Conto obstinado coração

amor é verdade...

 


 

 

Obstinado coração

 

José acordou verdadeiramente satisfeito. Depois de três meses trabalhando arduamente num país estrangeiro, chegara o dia tão esperado! O regresso ao seu Portugal e ao seu Alentejo estava por horas.   Deixara uma mãe doente, os amigos, e o principal motivo de sua viagem; Sua amada Luísa, a mulher que amava mais que tudo no mundo. Havia que amealhar algum para o casamento que ambos tinham marcado para um mês depois de sua chegada. Tinha razões suficientes para se sentir o homem mais feliz do mundo. Durante o tempo que esteve nas colheitas em frança, privou-se de quase tudo. O intuito era arrecadar o máximo possível com o propósito bem delineado; Dar uma vida confortável a Luísa e sua mãe.

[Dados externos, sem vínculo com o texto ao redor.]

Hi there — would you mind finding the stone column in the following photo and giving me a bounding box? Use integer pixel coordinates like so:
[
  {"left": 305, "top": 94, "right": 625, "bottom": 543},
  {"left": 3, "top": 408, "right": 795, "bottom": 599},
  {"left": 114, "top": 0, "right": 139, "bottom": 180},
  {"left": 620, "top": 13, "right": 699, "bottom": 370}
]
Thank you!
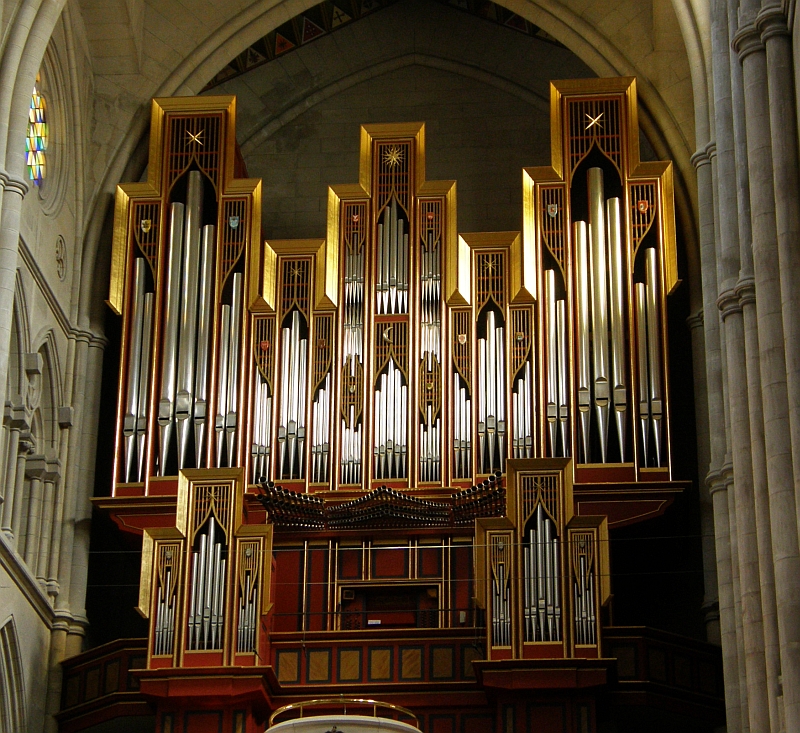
[
  {"left": 711, "top": 0, "right": 777, "bottom": 732},
  {"left": 0, "top": 177, "right": 28, "bottom": 406},
  {"left": 36, "top": 454, "right": 61, "bottom": 589},
  {"left": 711, "top": 485, "right": 743, "bottom": 733},
  {"left": 756, "top": 0, "right": 800, "bottom": 524},
  {"left": 2, "top": 405, "right": 29, "bottom": 540},
  {"left": 734, "top": 8, "right": 800, "bottom": 731},
  {"left": 11, "top": 432, "right": 33, "bottom": 552}
]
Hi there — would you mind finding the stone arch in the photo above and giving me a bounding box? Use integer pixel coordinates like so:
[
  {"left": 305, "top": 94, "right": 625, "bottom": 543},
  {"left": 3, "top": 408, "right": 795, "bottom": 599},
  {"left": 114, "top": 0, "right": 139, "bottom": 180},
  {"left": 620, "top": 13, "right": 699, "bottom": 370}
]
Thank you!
[{"left": 0, "top": 616, "right": 27, "bottom": 733}]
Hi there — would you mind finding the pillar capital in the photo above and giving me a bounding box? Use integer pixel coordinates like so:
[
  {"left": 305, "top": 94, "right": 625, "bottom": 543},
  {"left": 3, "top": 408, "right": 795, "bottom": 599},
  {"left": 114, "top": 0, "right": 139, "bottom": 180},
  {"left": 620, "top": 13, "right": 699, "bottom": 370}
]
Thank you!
[
  {"left": 686, "top": 308, "right": 703, "bottom": 331},
  {"left": 731, "top": 22, "right": 764, "bottom": 61},
  {"left": 734, "top": 277, "right": 756, "bottom": 307},
  {"left": 25, "top": 455, "right": 47, "bottom": 481},
  {"left": 756, "top": 5, "right": 791, "bottom": 43},
  {"left": 717, "top": 288, "right": 742, "bottom": 321},
  {"left": 0, "top": 168, "right": 30, "bottom": 198}
]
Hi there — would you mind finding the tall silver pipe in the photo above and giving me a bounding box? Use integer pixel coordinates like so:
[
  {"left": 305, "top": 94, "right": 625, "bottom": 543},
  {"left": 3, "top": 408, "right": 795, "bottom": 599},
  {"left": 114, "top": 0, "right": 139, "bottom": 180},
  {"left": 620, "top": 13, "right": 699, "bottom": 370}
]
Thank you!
[
  {"left": 495, "top": 326, "right": 506, "bottom": 471},
  {"left": 550, "top": 532, "right": 561, "bottom": 641},
  {"left": 544, "top": 270, "right": 558, "bottom": 456},
  {"left": 189, "top": 540, "right": 202, "bottom": 649},
  {"left": 644, "top": 247, "right": 664, "bottom": 466},
  {"left": 523, "top": 359, "right": 533, "bottom": 458},
  {"left": 122, "top": 257, "right": 144, "bottom": 482},
  {"left": 588, "top": 168, "right": 610, "bottom": 463},
  {"left": 573, "top": 221, "right": 592, "bottom": 463},
  {"left": 214, "top": 303, "right": 231, "bottom": 467},
  {"left": 297, "top": 339, "right": 308, "bottom": 478},
  {"left": 478, "top": 339, "right": 486, "bottom": 473},
  {"left": 194, "top": 224, "right": 215, "bottom": 468},
  {"left": 606, "top": 198, "right": 628, "bottom": 463},
  {"left": 136, "top": 293, "right": 155, "bottom": 481},
  {"left": 158, "top": 203, "right": 184, "bottom": 476},
  {"left": 556, "top": 300, "right": 570, "bottom": 456},
  {"left": 220, "top": 272, "right": 242, "bottom": 466},
  {"left": 635, "top": 283, "right": 650, "bottom": 466},
  {"left": 535, "top": 504, "right": 549, "bottom": 641},
  {"left": 278, "top": 328, "right": 291, "bottom": 475},
  {"left": 175, "top": 171, "right": 203, "bottom": 469}
]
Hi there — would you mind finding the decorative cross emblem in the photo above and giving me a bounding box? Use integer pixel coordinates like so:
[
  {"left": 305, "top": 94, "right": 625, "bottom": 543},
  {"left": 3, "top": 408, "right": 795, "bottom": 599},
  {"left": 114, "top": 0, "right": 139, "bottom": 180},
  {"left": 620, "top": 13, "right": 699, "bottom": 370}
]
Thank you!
[
  {"left": 383, "top": 145, "right": 404, "bottom": 168},
  {"left": 586, "top": 112, "right": 603, "bottom": 130},
  {"left": 186, "top": 129, "right": 203, "bottom": 145}
]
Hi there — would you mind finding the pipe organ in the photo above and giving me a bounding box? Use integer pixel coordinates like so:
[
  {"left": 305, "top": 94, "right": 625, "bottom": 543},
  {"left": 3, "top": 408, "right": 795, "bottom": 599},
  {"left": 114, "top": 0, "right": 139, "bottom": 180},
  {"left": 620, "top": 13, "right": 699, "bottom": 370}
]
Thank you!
[{"left": 102, "top": 79, "right": 680, "bottom": 731}]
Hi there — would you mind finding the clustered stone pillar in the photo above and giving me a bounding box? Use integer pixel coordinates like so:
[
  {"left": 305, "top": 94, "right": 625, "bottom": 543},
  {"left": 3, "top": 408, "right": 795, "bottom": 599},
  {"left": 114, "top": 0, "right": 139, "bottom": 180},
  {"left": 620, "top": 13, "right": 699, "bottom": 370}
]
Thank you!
[{"left": 695, "top": 0, "right": 800, "bottom": 733}]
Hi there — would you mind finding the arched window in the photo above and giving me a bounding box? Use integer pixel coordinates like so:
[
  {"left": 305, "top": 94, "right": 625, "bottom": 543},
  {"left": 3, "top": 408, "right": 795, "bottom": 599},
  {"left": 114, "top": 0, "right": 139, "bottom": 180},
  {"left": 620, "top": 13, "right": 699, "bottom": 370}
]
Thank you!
[{"left": 25, "top": 74, "right": 48, "bottom": 186}]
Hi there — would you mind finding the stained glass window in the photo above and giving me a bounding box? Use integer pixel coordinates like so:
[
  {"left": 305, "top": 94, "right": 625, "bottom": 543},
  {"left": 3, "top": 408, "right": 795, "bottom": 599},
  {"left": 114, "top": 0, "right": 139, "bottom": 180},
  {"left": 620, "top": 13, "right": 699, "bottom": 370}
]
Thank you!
[{"left": 25, "top": 76, "right": 47, "bottom": 186}]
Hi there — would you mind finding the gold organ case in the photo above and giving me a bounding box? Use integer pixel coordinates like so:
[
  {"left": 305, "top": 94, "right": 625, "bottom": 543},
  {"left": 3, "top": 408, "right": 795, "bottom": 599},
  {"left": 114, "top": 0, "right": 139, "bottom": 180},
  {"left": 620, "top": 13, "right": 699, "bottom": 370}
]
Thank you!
[{"left": 98, "top": 79, "right": 680, "bottom": 696}]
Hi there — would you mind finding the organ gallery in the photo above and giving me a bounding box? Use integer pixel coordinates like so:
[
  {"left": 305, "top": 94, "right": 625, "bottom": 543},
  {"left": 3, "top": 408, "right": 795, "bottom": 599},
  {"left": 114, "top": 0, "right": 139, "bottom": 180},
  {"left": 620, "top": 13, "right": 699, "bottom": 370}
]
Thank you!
[{"left": 65, "top": 78, "right": 721, "bottom": 733}]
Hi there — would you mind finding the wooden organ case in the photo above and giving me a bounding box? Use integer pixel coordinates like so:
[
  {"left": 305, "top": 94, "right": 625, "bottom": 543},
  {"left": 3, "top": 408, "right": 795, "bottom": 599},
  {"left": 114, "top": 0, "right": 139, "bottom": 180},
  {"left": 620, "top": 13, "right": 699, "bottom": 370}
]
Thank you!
[{"left": 86, "top": 79, "right": 720, "bottom": 733}]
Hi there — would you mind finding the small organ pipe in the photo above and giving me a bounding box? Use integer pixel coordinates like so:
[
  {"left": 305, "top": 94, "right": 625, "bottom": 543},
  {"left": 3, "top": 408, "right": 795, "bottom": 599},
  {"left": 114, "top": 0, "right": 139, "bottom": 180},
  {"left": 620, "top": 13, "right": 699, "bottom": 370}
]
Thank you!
[{"left": 606, "top": 198, "right": 628, "bottom": 463}]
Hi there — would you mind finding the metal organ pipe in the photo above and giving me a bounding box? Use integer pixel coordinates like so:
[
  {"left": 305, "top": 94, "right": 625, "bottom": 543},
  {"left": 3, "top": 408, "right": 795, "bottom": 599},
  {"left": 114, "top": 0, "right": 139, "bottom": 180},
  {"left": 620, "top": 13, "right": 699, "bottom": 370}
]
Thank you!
[
  {"left": 188, "top": 515, "right": 227, "bottom": 650},
  {"left": 478, "top": 310, "right": 506, "bottom": 473},
  {"left": 122, "top": 257, "right": 145, "bottom": 481},
  {"left": 640, "top": 247, "right": 664, "bottom": 466},
  {"left": 311, "top": 373, "right": 331, "bottom": 483},
  {"left": 523, "top": 503, "right": 561, "bottom": 641},
  {"left": 573, "top": 221, "right": 591, "bottom": 463},
  {"left": 375, "top": 196, "right": 408, "bottom": 314},
  {"left": 635, "top": 283, "right": 650, "bottom": 466},
  {"left": 158, "top": 203, "right": 184, "bottom": 476},
  {"left": 544, "top": 270, "right": 558, "bottom": 456},
  {"left": 194, "top": 224, "right": 215, "bottom": 468},
  {"left": 574, "top": 168, "right": 628, "bottom": 463},
  {"left": 214, "top": 303, "right": 231, "bottom": 466},
  {"left": 175, "top": 171, "right": 203, "bottom": 469},
  {"left": 278, "top": 308, "right": 308, "bottom": 479},
  {"left": 136, "top": 293, "right": 155, "bottom": 481},
  {"left": 373, "top": 359, "right": 408, "bottom": 478},
  {"left": 556, "top": 300, "right": 570, "bottom": 456},
  {"left": 606, "top": 198, "right": 628, "bottom": 463},
  {"left": 341, "top": 233, "right": 368, "bottom": 484},
  {"left": 225, "top": 272, "right": 242, "bottom": 466},
  {"left": 588, "top": 168, "right": 610, "bottom": 463},
  {"left": 422, "top": 227, "right": 442, "bottom": 481}
]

Nos últimos cinco anos pela altura da apanha da maçã nos grandiosos pomares franceses, lá estava ele pronto a trabalhar dia e noite se preciso fosse. No seu país a mão de obra era muito mal paga, fazendo com que José acompanhasse a temporária emigração de centenas e centenas de jovens e menos jovens rumo a frança e países limítrofes. O dinheiro que havia economizado nos últimos anos, davam-lhe uma perspectiva de futuro risonho.

Seu coração estava a transbordar de saudades. Ouvir a voz de sua amada não era a mesma coisa que tocar na sua pele aveludada , beijá-la com doçura, ou passear juntos pelos campos ao abandono do grande Alentejo. Quanto a sua mãe, deixaria de precisar servir nas casas dos mais abastados da região, serviço que abraçou desde que seu pai faleceu de ataque cardíaco. ele estava a pensar abrir um negócio na vila, e com a ajuda de sua Luísa certamente seriam bem sucedidos.

Depois de telefonar a sua mãe informando que já tinha chegado a Portugal , e de lhe perguntar porque Luísa não lhe atendia o telefone, tomou um táxi até a estação de comboios e pela tardinha rumou ao seu Alentejo com a mente cheia de planos e a alma repleta de amor para dar. Ora, José chegou a sua terra natal pela noitinha, já a vilapreparava-se paradormir. Foram breves os minutos de alegria. Sua envelhecida mãe deu-lhe a pior notícia que havia ouvido na sua ainda curta vida; Luísa tinha-se casado com outro! Então pouco tempo mãe? Era evidente a tristeza no rosto enrugado de sua mãe. Não me perguntes como foi possível, nem sei como ela teve o atrevimento de te fazer uma coisa destas, filho. De repente José desceu dos céus até ao profundo dos infernos. Ele que não gastou um tostão mal gasto, ele que todos os dias ouvia da boca dela juras de amor eterno; ele que trabalhava dia e noite pensando num futuro em conjunto;e que agora e dum momento para o outro sentia-se o homem mais amargurado, mais traído , mais patética de Portugal. Apesar das tentativas de o animar, sua mãe nada pôde fazer para secar as frustradas lágrimas que brotavam dos olhos de seu querido filho.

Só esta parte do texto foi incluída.